Pero no era esto lo que nos
despertaba. Oh, no. «Lo están buscando; están corriendo la cortina», podía
decir una, para seguir leyendo una o dos páginas más. «Ahora lo han
encontrado», sabía una de cierto, quedando con el lápiz quieto en el margen. Y,
luego, cansada de leer, quizás una se levantara, y fuera a ver por sí misma, la
casa toda ella vacía, las puertas quietas y abiertas, y sólo las palomas
torcaces expresando con sonidos de burbuja su contentamiento, y el zumbido de
la trilladora sonando allá, en la granja. «¿Por qué he venido aquí? ¿Qué quería
encontrar?» Tenía las manos vacías. «¿Se encontrará acaso arriba?» Las manzanas
se hallaban en la buhardilla. Y, en consecuencia, volvía a bajar, el jardín
estaba quieto y en silencio como siempre, pero el libro se había caído al
césped.
Pero lo habían encontrado en
la sala de estar. Aun cuando no se les podía ver. Los vidrios de la ventana
reflejaban manzanas, reflejaban rosas; todas las hojas eran verdes en el
vidrio. Si ellos se movían en la sala de estar, las manzanas se limitaban a
mostrar su cara amarilla. Sin embargo, en el instante siguiente, cuando la
puerta se abría, esparcido en el suelo, colgando de las paredes, pendiente del
techo... ¿qué? Yo tenía las manos vacías. La sombra de un tordo cruzó la
alfombra; de los más profundos pozos de silencio la paloma torcaz extrajo su
burbuja de sonido. «A salvo, a salvo, a salvo...», latía suavemente el pulso de
la casa. «El tesoro está enterrado; el cuarto...», el pulso se detuvo
bruscamente. Bueno, ¿era esto el tesoro enterrado?

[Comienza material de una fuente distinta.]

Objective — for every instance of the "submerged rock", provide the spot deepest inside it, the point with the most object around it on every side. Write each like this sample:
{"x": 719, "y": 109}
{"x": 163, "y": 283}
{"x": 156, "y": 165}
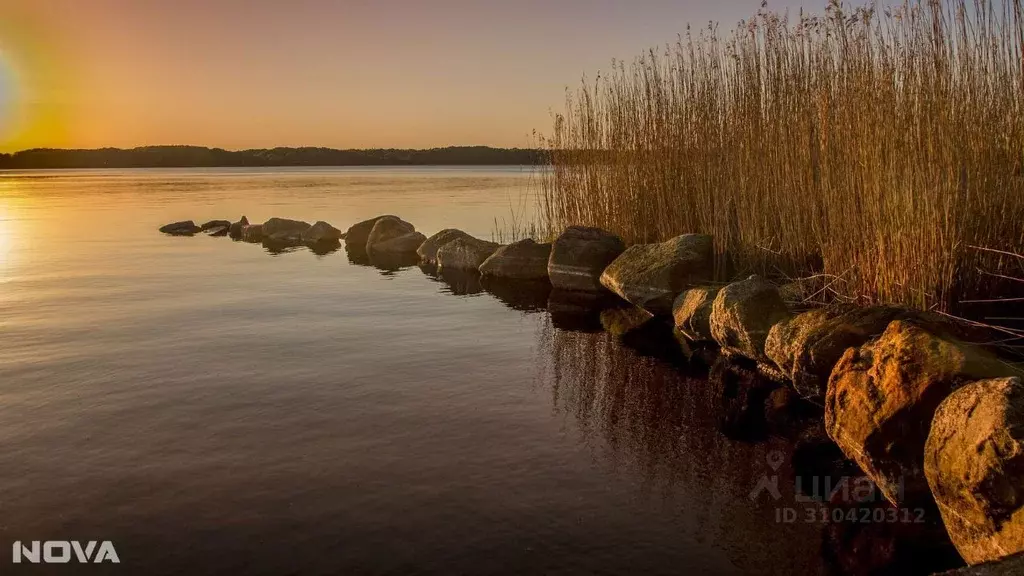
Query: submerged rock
{"x": 358, "y": 233}
{"x": 465, "y": 253}
{"x": 252, "y": 233}
{"x": 235, "y": 231}
{"x": 974, "y": 462}
{"x": 808, "y": 345}
{"x": 524, "y": 259}
{"x": 428, "y": 250}
{"x": 284, "y": 230}
{"x": 321, "y": 232}
{"x": 526, "y": 295}
{"x": 184, "y": 228}
{"x": 404, "y": 244}
{"x": 620, "y": 321}
{"x": 580, "y": 255}
{"x": 882, "y": 397}
{"x": 579, "y": 312}
{"x": 206, "y": 227}
{"x": 691, "y": 313}
{"x": 742, "y": 315}
{"x": 387, "y": 229}
{"x": 650, "y": 276}
{"x": 739, "y": 394}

Un momento después, la luz
se había debilitado. ¿Afuera, en el jardín quizá? Pero los árboles tejían
penumbras para un vagabundo rayo de sol. Tan hermoso, tan raro, frescamente
hundido bajo la superficie el rayo que yo buscaba siempre ardía detrás del
vidrio. Muerte era el vidrio; muerte mediaba entre nosotros; acercándose
primero a la mujer, cientos de años atrás, abandonando la casa, sellando todas
las ventanas; las estancias quedaron oscurecidas. Él lo dejó allí, él la dejó a
ella, fue al norte, fue al este, vio las estrellas aparecer en el cielo del
sur; buscó la casa, la encontró hundida bajo la loma. «A salvo, a salvo, a
salvo», latía alegremente el pulso de la casa. «El tesoro es tuyo.»
El viento sube rugiendo por
la avenida. Los árboles se inclinan y vencen hacia aquí y hacia allá. Rayos de
luna chapotean y se derraman sin tasa en la lluvia. Rígida y quieta arde la
vela. Vagando por la casa, abriendo ventanas, musitando para no despertarnos,
la pareja de duendes busca su alegría.
«Aquí dormimos», dice ella.
Y él añade: «Besos sin número.» «El despertar por la mañana...» «Plata entre
los árboles...» «Arriba...» «En el jardín...» «Cuando llegó el verano...» «En
la nieve invernal...» Las puertas siguen cerrándose a lo lejos, distantes, con
suave sonido como el latido de un corazón.
Se acercan más; cesan en el
pasillo. Cae el viento, resbala plateada la lluvia en el vidrio. Nuestros ojos
se oscurecen; no oímos pasos a nuestro lado; no vemos a señora alguna
extendiendo su manto fantasmal. Las manos del caballero forman pantalla ante la
linterna. Con un suspiro, él dice: «Míralos, profundamente dormidos, con el
amor en los labios.»
Inclinados, sosteniendo la
linterna de plata sobre nosotros, nos miran larga y profundamente. Larga es su
espera. Entra directo el viento; la llama se vence levemente. Locos rayos de
luna cruzan suelo y muro, y, al encontrarse, manchan los rostros inclinados;
los rostros que consideran; los rostros que examinan a los durmientes y buscan
su dicha oculta.
«A salvo, a salvo, a salvo»,
late con orgullo el corazón de la casa. «Tantos años...», suspira él. «Me has
vuelto a encontrar.» «Aquí», murmura ella, «dormida; en el jardín leyendo;
riendo, dándoles la vuelta a las manzanas en la buhardilla. Aquí dejamos
nuestro tesoro...» Al inclinarse, su luz levanta mis párpados. «¡A salvo! ¡A
salvo! ¡A salvo!», late enloquecido el pulso de la casa. Me despierto y grito:
«¿Es este el tesoro enterrado de ustedes? La luz en el corazón.»